La alta sismicidad en Perú es una realidad ineludible, arraigada en su ubicación privilegiada dentro del Cinturón de Fuego del Pacífico. Esta zona, conocida por su intensa actividad volcánica y sísmica, convierte al país en un escenario constante de movimientos telúricos, desde temblores leves hasta sismos de mayor magnitud. La convergencia de las placas tectónicas, un proceso geológico fundamental, es la principal causante de esta situación.
Según la investigación publicada por El Comercio, el monitoreo constante y la preparación ciudadana son cruciales para mitigar los riesgos asociados a estos eventos naturales.
El Instituto Geofísico del Perú (IGP), a través de su Centro Sismológico Nacional (CENSIS), juega un papel vital en la detección y análisis de cada sismo registrado en el territorio nacional.
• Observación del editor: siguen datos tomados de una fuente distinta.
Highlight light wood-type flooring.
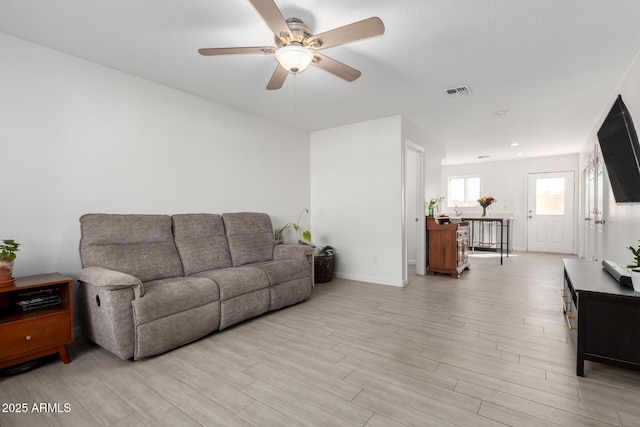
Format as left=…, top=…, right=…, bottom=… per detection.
left=0, top=253, right=640, bottom=427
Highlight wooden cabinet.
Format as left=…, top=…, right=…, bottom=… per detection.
left=0, top=273, right=73, bottom=368
left=563, top=258, right=640, bottom=377
left=427, top=216, right=469, bottom=277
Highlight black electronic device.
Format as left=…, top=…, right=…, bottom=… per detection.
left=602, top=259, right=633, bottom=288
left=598, top=95, right=640, bottom=203
left=14, top=288, right=62, bottom=311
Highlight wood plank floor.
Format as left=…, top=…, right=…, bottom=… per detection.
left=0, top=253, right=640, bottom=427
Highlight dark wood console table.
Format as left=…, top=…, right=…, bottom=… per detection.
left=562, top=258, right=640, bottom=377
left=461, top=216, right=513, bottom=265
left=0, top=273, right=73, bottom=368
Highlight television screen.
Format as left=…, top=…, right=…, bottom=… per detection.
left=598, top=95, right=640, bottom=203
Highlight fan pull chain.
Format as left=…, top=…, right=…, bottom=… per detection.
left=293, top=73, right=298, bottom=110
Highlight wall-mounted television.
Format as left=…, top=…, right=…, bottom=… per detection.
left=598, top=95, right=640, bottom=203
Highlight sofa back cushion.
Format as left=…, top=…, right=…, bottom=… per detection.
left=222, top=212, right=276, bottom=267
left=80, top=214, right=183, bottom=282
left=171, top=214, right=232, bottom=276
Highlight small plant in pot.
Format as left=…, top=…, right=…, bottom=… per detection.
left=0, top=240, right=20, bottom=286
left=627, top=240, right=640, bottom=292
left=273, top=208, right=311, bottom=245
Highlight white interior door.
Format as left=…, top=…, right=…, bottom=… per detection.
left=582, top=158, right=597, bottom=261
left=582, top=149, right=605, bottom=261
left=527, top=171, right=574, bottom=254
left=403, top=141, right=427, bottom=284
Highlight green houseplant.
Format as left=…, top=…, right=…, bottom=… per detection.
left=273, top=208, right=311, bottom=245
left=627, top=240, right=640, bottom=292
left=627, top=240, right=640, bottom=268
left=0, top=239, right=20, bottom=285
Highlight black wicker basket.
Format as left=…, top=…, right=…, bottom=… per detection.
left=313, top=254, right=336, bottom=283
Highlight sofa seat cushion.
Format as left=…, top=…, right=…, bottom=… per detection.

La Red Sísmica Nacional, una infraestructura tecnológica compuesta por sensores de velocidad, aceleración y desplazamiento estratégicamente ubicados a lo largo del país, alimenta al CENSIS con datos precisos y en tiempo real.
Esta información, obtenida gracias a la Resolución Ministerial DS-0017-2018MINAM, permite al IGP realizar un seguimiento exhaustivo de la actividad sísmica, desde los temblores imperceptibles hasta aquellos que representan una amenaza para la población. Los reportes generados por el IGP son de vital importancia para la toma de decisiones por parte de las autoridades y la difusión de información relevante a la ciudadanía.
La acumulación de energía sísmica en el sur del país, según los últimos informes del IGP, genera preocupación y demanda una mayor preparación. Ante la posibilidad de un sismo de gran magnitud, el Instituto Nacional de Defensa Civil (INDECI) ha intensificado sus esfuerzos para promover una cultura de prevención y respuesta ante desastres.
Los simulacros nacionales, realizados a lo largo del 2024, son una herramienta fundamental para instruir a la población sobre cómo actuar en caso de un sismo. Estas iniciativas buscan fortalecer la capacidad de respuesta de la comunidad y reducir los riesgos asociados a estos eventos naturales. INDECI, además, insiste en la importancia de que cada familia cuente con un plan de emergencia y una mochila de emergencia equipada con elementos esenciales para la supervivencia.
La mochila de emergencia, según las recomendaciones de INDECI, debe incluir artículos de higiene personal, alimentos no perecibles, ropa abrigadora, medicamentos, documentos de identificación, radios a pilas y linternas. Además, es fundamental que cada familia conozca las rutas de evacuación y los puntos de encuentro seguros en su comunidad. INDECI ha publicado, además, un plan de emergencia familiar que se puede implementar en cada hogar.